• 黒田明男

みずからゆだる【4】

 憶えているのは、これだけだ。


「大学に行って、就職してお金がたまったらお店を開きたいけど、お母さんには、そんなの無理だし大学なんて無駄だから行くなって言われる」


 たったこれだけの文字の連なりを、俺は何度も読み返した。


 理解は最初でできた。だがこれは、理解でなく受容の問題だった。あまりに整然として分りやすく、だからこそ受け入れ難かった。子供の夢をこんな風に否定する親、というのが現実に存在する、ということが、十五歳の俺には受け止められなかったのだ。


 十五歳の子供なりに、酷い大人がいるというのは知っていた。どうしようもない人間というのは俺の親戚にだっていた。そういう人間である叔父を、別の叔父が祖父の通夜の席で怒鳴りつけ、口論になり、庭に飛び出して殴り合いを始めるのを目の当たりにしたのは、十一歳のときだった。でも、それとこれとは違った。俺と同じクラスの女子の親なのだ。そういう親をもつ女子が、俺と同じクラスにいるのだ。

 

 しかしそういう事実に、単純に憤って盛り上がれるほど幼くはなく、かといって胸に湧き出してくる苦い思いをやり過ごす術も無ければ、呑み込むことができるほどの強さも俺には無かった。

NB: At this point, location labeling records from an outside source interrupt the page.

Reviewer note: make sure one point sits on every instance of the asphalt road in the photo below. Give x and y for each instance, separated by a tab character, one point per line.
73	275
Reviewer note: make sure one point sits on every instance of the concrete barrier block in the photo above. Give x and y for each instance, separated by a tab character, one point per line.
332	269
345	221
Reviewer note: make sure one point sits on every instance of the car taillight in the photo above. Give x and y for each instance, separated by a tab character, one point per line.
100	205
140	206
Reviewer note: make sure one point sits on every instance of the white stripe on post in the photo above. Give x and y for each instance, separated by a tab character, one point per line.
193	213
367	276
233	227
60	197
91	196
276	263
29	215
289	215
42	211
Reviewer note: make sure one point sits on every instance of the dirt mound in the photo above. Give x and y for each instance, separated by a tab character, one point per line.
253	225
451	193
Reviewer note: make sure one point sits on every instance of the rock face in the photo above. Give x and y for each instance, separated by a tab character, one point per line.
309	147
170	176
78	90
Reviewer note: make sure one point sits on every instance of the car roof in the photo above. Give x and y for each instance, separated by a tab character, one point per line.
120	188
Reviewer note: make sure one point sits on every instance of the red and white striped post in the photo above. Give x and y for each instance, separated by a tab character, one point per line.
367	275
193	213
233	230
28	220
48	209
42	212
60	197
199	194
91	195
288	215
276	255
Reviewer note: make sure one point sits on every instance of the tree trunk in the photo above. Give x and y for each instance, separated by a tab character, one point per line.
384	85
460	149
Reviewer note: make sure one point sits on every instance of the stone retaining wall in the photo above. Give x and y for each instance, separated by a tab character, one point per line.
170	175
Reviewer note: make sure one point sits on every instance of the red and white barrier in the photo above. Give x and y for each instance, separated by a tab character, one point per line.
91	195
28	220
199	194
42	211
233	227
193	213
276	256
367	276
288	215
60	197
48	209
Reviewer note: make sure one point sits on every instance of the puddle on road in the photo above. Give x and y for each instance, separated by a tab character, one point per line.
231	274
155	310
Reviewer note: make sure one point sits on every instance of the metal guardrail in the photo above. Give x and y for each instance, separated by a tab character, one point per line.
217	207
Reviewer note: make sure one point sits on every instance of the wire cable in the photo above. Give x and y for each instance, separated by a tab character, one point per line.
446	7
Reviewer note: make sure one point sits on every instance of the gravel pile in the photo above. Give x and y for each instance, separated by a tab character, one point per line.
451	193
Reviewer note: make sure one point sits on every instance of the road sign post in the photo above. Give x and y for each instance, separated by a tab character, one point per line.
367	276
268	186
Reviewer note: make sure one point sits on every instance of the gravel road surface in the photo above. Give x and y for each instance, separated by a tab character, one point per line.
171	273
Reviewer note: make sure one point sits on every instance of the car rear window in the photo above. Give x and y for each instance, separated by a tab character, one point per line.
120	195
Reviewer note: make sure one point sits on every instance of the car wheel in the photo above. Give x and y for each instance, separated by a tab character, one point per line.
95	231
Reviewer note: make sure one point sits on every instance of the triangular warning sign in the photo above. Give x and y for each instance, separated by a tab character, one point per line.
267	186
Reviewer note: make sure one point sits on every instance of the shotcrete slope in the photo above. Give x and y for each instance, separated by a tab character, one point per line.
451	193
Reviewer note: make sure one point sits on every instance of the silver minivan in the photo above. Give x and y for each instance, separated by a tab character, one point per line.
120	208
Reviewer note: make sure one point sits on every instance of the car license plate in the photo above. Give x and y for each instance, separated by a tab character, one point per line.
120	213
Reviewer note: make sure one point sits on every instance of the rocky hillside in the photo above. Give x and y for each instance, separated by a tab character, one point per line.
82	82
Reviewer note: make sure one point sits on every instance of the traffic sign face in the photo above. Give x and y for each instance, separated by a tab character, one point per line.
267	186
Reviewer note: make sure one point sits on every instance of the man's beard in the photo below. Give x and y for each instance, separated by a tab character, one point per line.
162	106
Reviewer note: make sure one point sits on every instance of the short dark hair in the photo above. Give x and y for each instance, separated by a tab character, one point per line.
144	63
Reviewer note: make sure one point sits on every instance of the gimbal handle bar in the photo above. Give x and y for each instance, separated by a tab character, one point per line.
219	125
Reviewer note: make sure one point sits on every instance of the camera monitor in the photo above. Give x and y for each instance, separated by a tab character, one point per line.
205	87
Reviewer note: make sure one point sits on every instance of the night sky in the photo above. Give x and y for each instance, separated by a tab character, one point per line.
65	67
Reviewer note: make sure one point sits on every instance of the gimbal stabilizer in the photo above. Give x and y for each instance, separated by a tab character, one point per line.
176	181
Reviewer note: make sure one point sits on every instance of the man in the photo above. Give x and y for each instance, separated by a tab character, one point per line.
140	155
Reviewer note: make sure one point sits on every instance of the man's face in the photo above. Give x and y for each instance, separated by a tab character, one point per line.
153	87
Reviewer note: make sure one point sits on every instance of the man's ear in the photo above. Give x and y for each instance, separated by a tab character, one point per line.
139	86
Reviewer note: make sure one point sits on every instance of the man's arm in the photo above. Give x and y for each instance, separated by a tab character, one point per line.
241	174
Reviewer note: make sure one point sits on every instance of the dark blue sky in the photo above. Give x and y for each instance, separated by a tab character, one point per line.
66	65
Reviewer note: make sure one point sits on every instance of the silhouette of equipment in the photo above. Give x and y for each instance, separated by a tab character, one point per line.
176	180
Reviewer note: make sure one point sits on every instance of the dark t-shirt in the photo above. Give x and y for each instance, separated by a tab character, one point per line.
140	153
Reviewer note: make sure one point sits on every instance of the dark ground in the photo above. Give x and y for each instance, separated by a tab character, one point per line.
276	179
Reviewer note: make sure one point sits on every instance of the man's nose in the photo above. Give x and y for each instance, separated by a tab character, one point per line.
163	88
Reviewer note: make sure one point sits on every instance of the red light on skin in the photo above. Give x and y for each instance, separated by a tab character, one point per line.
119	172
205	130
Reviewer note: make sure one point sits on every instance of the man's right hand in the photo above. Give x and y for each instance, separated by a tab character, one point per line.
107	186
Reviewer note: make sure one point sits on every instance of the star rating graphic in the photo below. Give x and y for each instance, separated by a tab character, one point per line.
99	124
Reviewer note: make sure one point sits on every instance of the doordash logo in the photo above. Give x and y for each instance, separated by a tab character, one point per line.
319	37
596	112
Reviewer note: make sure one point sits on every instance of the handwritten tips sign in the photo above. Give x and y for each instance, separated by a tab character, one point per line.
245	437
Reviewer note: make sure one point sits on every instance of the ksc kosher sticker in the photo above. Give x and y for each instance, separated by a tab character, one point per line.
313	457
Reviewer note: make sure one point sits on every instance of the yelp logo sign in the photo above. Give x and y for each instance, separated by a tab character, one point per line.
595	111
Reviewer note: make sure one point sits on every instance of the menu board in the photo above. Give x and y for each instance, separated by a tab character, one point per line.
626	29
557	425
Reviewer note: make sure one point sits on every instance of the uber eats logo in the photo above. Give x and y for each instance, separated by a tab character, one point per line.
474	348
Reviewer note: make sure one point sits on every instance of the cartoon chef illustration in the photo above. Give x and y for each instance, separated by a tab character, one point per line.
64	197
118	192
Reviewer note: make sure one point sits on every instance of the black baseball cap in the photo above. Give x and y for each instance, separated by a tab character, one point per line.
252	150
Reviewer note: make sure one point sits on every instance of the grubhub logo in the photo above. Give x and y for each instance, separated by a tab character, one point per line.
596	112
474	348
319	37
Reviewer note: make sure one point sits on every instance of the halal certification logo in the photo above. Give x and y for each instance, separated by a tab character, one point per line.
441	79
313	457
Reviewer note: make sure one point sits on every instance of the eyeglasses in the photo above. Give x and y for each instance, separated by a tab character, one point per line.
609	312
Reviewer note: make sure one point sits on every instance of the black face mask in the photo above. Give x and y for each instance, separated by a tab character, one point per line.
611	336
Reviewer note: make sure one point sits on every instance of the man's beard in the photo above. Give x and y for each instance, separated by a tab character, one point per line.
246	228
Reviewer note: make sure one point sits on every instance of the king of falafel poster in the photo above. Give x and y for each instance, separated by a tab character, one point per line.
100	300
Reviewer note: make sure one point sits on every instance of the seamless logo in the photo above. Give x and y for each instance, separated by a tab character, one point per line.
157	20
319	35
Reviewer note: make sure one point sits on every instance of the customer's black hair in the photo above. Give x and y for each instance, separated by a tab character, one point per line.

なのに世の中のことなんて全てわかったようなつもりでいる、俺は十五歳の、やはり子供でしかなかった。


 岡田美津子が母親と二人暮らしで、母親がここ半年ほど病気で入院していること。その間、岡田美津子は親戚の家に世話になっていて、居心地の悪い思いをしていること。それらは、わら半紙に書いてあったことだろうか。それとも別のどこかで知ったことだっただろうか、それは記憶に無い。


 渡辺和也が言った。


「岡田って、頭良さそうな顔してて気に食わなかったけど、けっこう大変だったんだな」


 雑な言い草にイラっとしながら、でも俺は、それに頷くことしか出来なかった。岡田美津子の人生の問題はあまりに整然として、まるで硬くてつるっとした表皮を持つ果実みたいで、俺には歯が立たなかった。でも逆に、だからこそ岡田美津子は、文字に表すことが出来たんだろう。すらすらと紙に現れていく文字を見ながら岡田美津子がどんな気持ちだったのか、そんなのは無視して出来上がった、そういう文字の連なりだったに違いないーーいまの俺は、そう確信している。